她抬头看向捧着一杯奶茶站在原地的泽野,他依旧穿着一身暖色,依旧戴着一条薄薄的针织围巾,依旧笑得温柔又阳光,除了那副碍事的平光眼镜,一切的一切都与四年前的那个人完美地重合了。
她忽然感到困惑,自己在这条复仇的道路上行走了这么久,最终又真正收获了什么?她从回国前就开始筹备这一切,在生日宴会那天以威胁的手段召集了当年那起□□事件的利益集团的参与者,又发掘了柏木真言这个意外惊喜……最终却还是被迹部和忍足打消了所有希望。
强者相互威胁,相互牵制,以维持一个表面和平的平衡点——这就是食物链最顶端的生存法则。
没有后台支撑的她孤身一人,在他们的世界里完全没有竞争力可言。
等大脑反应过来时,浅川发现自己已经一步冲上前去,用尽全力地抱住了他。泽野吓了一大跳,忙将奶茶高举过头顶,一边保持着滑稽的姿势任她抱着,一边惊讶地连声问道,“怎么了浅浅?”

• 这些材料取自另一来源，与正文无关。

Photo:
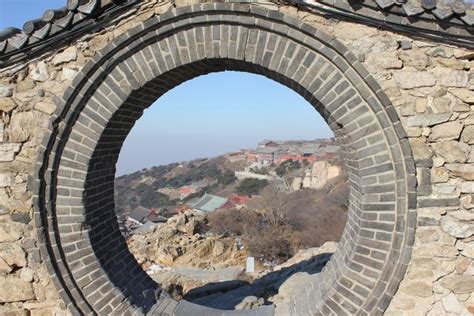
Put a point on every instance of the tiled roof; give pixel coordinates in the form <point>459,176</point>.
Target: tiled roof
<point>449,21</point>
<point>76,16</point>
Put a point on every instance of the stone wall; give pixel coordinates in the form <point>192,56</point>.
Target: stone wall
<point>431,86</point>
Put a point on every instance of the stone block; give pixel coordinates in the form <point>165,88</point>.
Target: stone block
<point>414,79</point>
<point>428,119</point>
<point>8,151</point>
<point>459,284</point>
<point>452,151</point>
<point>467,135</point>
<point>6,91</point>
<point>23,291</point>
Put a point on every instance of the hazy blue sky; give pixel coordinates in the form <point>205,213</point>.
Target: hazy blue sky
<point>217,113</point>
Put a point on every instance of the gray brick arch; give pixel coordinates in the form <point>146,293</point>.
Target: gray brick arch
<point>74,207</point>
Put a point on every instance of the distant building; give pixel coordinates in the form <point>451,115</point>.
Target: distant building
<point>207,203</point>
<point>267,143</point>
<point>266,154</point>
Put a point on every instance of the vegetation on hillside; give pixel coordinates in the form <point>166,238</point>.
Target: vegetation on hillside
<point>278,224</point>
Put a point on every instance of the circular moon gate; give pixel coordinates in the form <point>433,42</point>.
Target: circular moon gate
<point>74,202</point>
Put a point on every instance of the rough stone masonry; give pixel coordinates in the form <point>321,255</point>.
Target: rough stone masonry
<point>429,83</point>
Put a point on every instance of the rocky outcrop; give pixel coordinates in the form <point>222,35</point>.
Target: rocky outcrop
<point>182,243</point>
<point>275,286</point>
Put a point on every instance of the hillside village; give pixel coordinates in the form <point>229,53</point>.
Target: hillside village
<point>193,225</point>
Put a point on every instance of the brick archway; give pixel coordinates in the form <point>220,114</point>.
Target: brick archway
<point>77,228</point>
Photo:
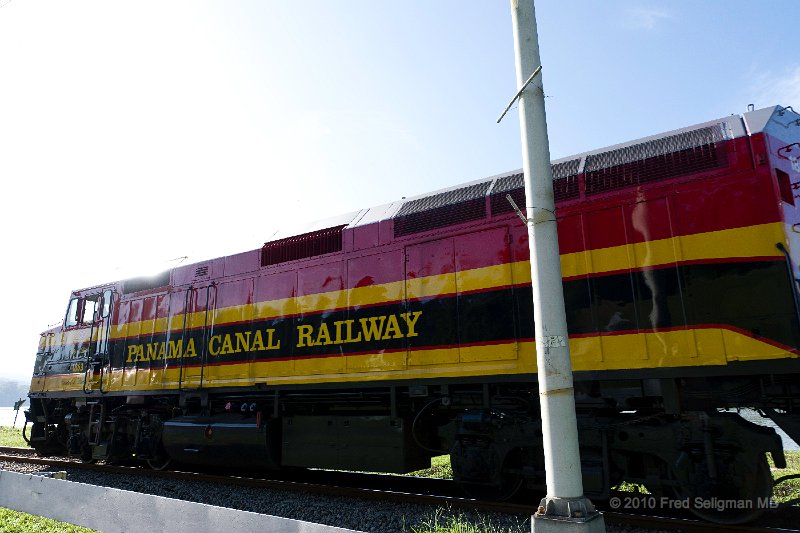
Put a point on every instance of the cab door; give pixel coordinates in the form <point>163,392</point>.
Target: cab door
<point>198,327</point>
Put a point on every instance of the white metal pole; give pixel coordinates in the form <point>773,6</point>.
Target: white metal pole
<point>554,367</point>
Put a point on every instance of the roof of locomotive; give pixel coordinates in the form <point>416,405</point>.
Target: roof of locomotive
<point>731,127</point>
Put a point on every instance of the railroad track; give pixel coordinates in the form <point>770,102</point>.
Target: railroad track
<point>422,491</point>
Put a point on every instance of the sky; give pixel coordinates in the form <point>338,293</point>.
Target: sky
<point>134,134</point>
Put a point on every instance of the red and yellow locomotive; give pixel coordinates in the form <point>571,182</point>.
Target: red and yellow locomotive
<point>399,332</point>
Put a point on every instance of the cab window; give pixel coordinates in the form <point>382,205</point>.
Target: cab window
<point>72,313</point>
<point>83,311</point>
<point>89,310</point>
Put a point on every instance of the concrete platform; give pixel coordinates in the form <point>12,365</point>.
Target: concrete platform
<point>114,510</point>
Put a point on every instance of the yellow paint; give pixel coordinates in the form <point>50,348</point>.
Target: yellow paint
<point>669,349</point>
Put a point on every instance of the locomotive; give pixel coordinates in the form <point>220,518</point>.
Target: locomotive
<point>384,337</point>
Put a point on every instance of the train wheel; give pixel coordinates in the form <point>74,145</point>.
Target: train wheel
<point>159,463</point>
<point>739,494</point>
<point>506,490</point>
<point>86,455</point>
<point>510,483</point>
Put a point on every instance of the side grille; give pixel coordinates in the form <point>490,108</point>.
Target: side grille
<point>302,246</point>
<point>668,157</point>
<point>439,210</point>
<point>565,187</point>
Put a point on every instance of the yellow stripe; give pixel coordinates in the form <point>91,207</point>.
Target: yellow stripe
<point>752,241</point>
<point>670,349</point>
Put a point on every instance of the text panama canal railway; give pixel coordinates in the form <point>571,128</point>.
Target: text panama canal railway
<point>400,332</point>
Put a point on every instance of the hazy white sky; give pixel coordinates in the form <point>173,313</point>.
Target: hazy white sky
<point>132,133</point>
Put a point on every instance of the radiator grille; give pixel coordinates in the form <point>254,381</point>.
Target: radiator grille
<point>565,187</point>
<point>302,246</point>
<point>668,157</point>
<point>444,209</point>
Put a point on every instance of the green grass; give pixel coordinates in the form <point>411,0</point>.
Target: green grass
<point>787,490</point>
<point>16,522</point>
<point>12,436</point>
<point>440,467</point>
<point>442,521</point>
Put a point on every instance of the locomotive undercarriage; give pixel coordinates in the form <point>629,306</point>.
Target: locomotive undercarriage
<point>681,439</point>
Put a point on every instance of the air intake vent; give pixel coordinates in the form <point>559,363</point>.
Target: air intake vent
<point>444,209</point>
<point>302,246</point>
<point>565,187</point>
<point>146,283</point>
<point>667,157</point>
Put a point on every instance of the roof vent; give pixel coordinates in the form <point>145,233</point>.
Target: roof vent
<point>667,157</point>
<point>443,209</point>
<point>565,187</point>
<point>302,246</point>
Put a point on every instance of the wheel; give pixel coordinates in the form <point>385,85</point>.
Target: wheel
<point>507,489</point>
<point>739,494</point>
<point>508,484</point>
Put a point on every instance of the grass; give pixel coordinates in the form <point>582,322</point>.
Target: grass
<point>440,467</point>
<point>790,489</point>
<point>12,436</point>
<point>16,522</point>
<point>442,521</point>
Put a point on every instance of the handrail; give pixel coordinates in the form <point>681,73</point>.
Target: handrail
<point>104,352</point>
<point>88,351</point>
<point>183,334</point>
<point>204,351</point>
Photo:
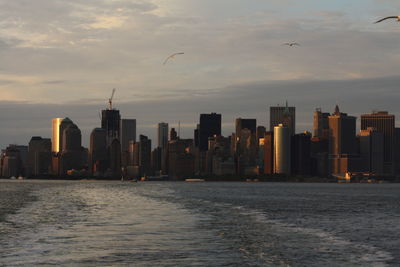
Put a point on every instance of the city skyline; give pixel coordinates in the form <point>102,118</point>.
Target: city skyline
<point>60,59</point>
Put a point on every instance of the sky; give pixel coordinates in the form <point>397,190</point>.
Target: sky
<point>62,58</point>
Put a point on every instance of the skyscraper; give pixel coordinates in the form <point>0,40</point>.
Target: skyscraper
<point>162,135</point>
<point>241,124</point>
<point>56,122</point>
<point>65,123</point>
<point>39,156</point>
<point>282,157</point>
<point>128,133</point>
<point>210,125</point>
<point>110,121</point>
<point>321,124</point>
<point>283,115</point>
<point>342,142</point>
<point>98,151</point>
<point>383,122</point>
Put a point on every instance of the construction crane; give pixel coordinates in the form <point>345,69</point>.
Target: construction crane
<point>110,99</point>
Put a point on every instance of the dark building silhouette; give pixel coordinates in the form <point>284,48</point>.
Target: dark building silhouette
<point>260,132</point>
<point>269,153</point>
<point>383,122</point>
<point>180,158</point>
<point>114,152</point>
<point>145,155</point>
<point>173,135</point>
<point>301,154</point>
<point>372,150</point>
<point>110,121</point>
<point>342,142</point>
<point>127,134</point>
<point>39,156</point>
<point>65,123</point>
<point>321,124</point>
<point>241,124</point>
<point>283,115</point>
<point>98,151</point>
<point>210,125</point>
<point>72,152</point>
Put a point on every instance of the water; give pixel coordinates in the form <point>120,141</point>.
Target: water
<point>71,223</point>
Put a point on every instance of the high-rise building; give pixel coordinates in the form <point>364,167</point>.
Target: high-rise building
<point>250,124</point>
<point>282,156</point>
<point>210,125</point>
<point>283,115</point>
<point>65,123</point>
<point>56,122</point>
<point>145,155</point>
<point>98,151</point>
<point>39,156</point>
<point>173,135</point>
<point>383,122</point>
<point>342,142</point>
<point>301,154</point>
<point>162,135</point>
<point>269,153</point>
<point>321,124</point>
<point>372,150</point>
<point>127,133</point>
<point>110,121</point>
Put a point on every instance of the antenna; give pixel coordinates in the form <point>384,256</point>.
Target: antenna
<point>110,99</point>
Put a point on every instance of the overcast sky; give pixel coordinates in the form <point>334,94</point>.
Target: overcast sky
<point>62,58</point>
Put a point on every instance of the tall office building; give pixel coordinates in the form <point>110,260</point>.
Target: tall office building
<point>321,124</point>
<point>250,124</point>
<point>110,121</point>
<point>282,156</point>
<point>98,151</point>
<point>39,156</point>
<point>162,135</point>
<point>342,142</point>
<point>127,133</point>
<point>210,125</point>
<point>56,122</point>
<point>269,153</point>
<point>383,122</point>
<point>283,115</point>
<point>65,123</point>
<point>372,150</point>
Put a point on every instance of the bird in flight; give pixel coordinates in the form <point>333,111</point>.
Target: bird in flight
<point>390,17</point>
<point>291,44</point>
<point>172,56</point>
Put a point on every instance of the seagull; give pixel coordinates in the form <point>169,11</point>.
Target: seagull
<point>390,17</point>
<point>291,44</point>
<point>172,56</point>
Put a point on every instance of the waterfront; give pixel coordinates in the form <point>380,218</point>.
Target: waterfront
<point>207,224</point>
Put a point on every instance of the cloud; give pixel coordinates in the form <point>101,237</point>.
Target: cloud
<point>21,120</point>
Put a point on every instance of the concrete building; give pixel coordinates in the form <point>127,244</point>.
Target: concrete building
<point>372,150</point>
<point>162,134</point>
<point>56,137</point>
<point>321,124</point>
<point>342,143</point>
<point>39,156</point>
<point>301,154</point>
<point>127,133</point>
<point>110,121</point>
<point>282,157</point>
<point>284,115</point>
<point>210,125</point>
<point>98,152</point>
<point>383,122</point>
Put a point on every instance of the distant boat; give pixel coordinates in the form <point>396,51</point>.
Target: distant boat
<point>194,180</point>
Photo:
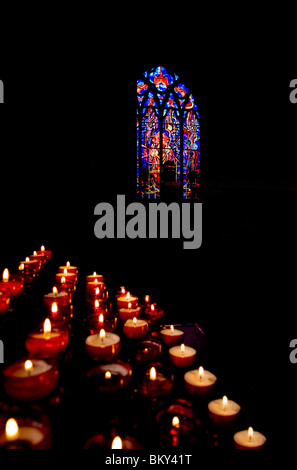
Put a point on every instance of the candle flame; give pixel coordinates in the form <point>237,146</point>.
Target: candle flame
<point>224,402</point>
<point>54,308</point>
<point>153,373</point>
<point>28,365</point>
<point>12,429</point>
<point>47,327</point>
<point>250,433</point>
<point>175,422</point>
<point>117,443</point>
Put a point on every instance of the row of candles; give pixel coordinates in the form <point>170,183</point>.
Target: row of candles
<point>35,377</point>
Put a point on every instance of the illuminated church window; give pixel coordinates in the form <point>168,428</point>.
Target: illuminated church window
<point>168,136</point>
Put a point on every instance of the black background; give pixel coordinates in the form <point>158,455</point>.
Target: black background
<point>68,143</point>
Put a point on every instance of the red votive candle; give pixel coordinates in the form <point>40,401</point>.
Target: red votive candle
<point>153,313</point>
<point>103,346</point>
<point>40,256</point>
<point>155,384</point>
<point>24,433</point>
<point>171,336</point>
<point>64,286</point>
<point>71,278</point>
<point>99,441</point>
<point>29,266</point>
<point>4,299</point>
<point>149,350</point>
<point>32,379</point>
<point>110,377</point>
<point>130,312</point>
<point>69,268</point>
<point>13,282</point>
<point>62,299</point>
<point>97,321</point>
<point>99,294</point>
<point>122,292</point>
<point>43,251</point>
<point>124,300</point>
<point>182,356</point>
<point>48,342</point>
<point>223,411</point>
<point>93,277</point>
<point>135,328</point>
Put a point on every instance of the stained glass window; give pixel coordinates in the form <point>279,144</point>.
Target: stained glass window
<point>168,136</point>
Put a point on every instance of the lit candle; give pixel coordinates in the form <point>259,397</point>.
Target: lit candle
<point>101,319</point>
<point>171,336</point>
<point>135,329</point>
<point>40,256</point>
<point>13,282</point>
<point>110,377</point>
<point>93,277</point>
<point>199,382</point>
<point>123,301</point>
<point>153,313</point>
<point>4,299</point>
<point>61,299</point>
<point>223,411</point>
<point>182,356</point>
<point>156,383</point>
<point>125,442</point>
<point>125,313</point>
<point>43,251</point>
<point>71,278</point>
<point>23,435</point>
<point>69,268</point>
<point>30,379</point>
<point>48,343</point>
<point>103,346</point>
<point>29,266</point>
<point>249,439</point>
<point>148,350</point>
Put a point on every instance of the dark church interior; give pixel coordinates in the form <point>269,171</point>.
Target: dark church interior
<point>74,147</point>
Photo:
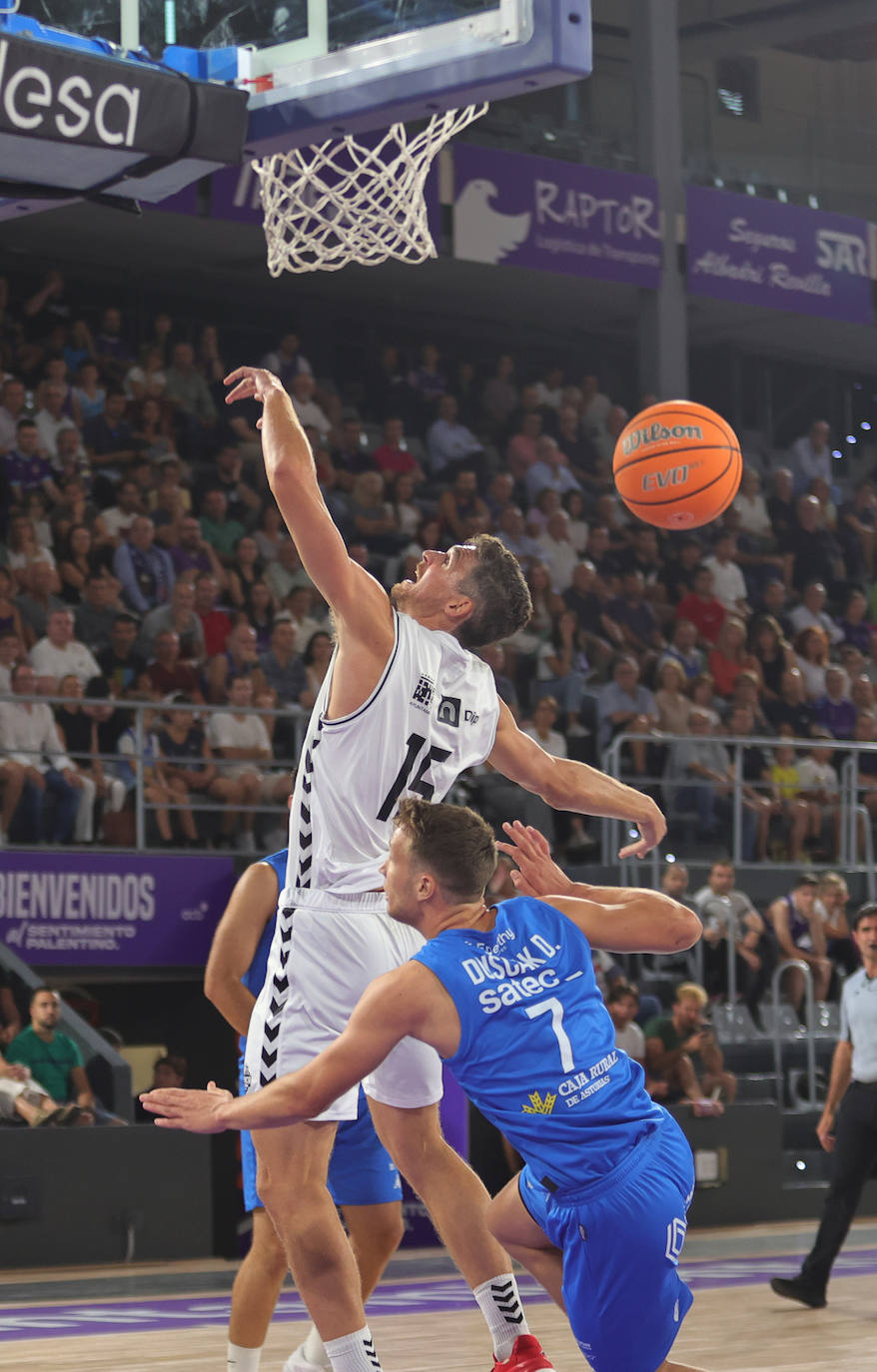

“没什么。”浅川摇摇头,又咬咬牙,在他的怀中说,“我不报仇了……真的。”
泽野一愣,却没有说话。他只是笑了笑,放下手臂揽住她的身体,轻轻拍了拍她的后背。
浅川这才发现,他从没有强迫自己改变什么,哪怕自己已经变成了令他失望的样子,他也依然像哄着走失在迷途上的孩子一样,轻轻地拍着她。
这么一想,她鼻尖一酸,几乎要落下泪来。
“太累了,真的太累了。”她轻轻闭上眼,“清彦,我们结婚吧。”
泽野的眼中迅速涌出难以置信的神色,潮水般的情绪很快变成狂热的惊喜。
“……好,结婚。”他拼命地点着头,语无伦次地说,“现在就去,马上就去。”
浅川幸福地笑起来,又轻轻哽咽一声。
“爸……对不起。”
2.
我陪伴宫崎麻美站在宫崎馆前,心情很是微妙。
宫崎馆依旧静静地坐落在林海深处,上次深夜送醉酒的宫崎回家时,在我眼中所呈现的宫崎馆犹如一头巨大的凶兽,阴森可怖。然而,暮色中的宫崎馆被火烧云燃得红光一片,庄严雄伟,比起西方油画中王公贵族的宅邸也毫不逊色。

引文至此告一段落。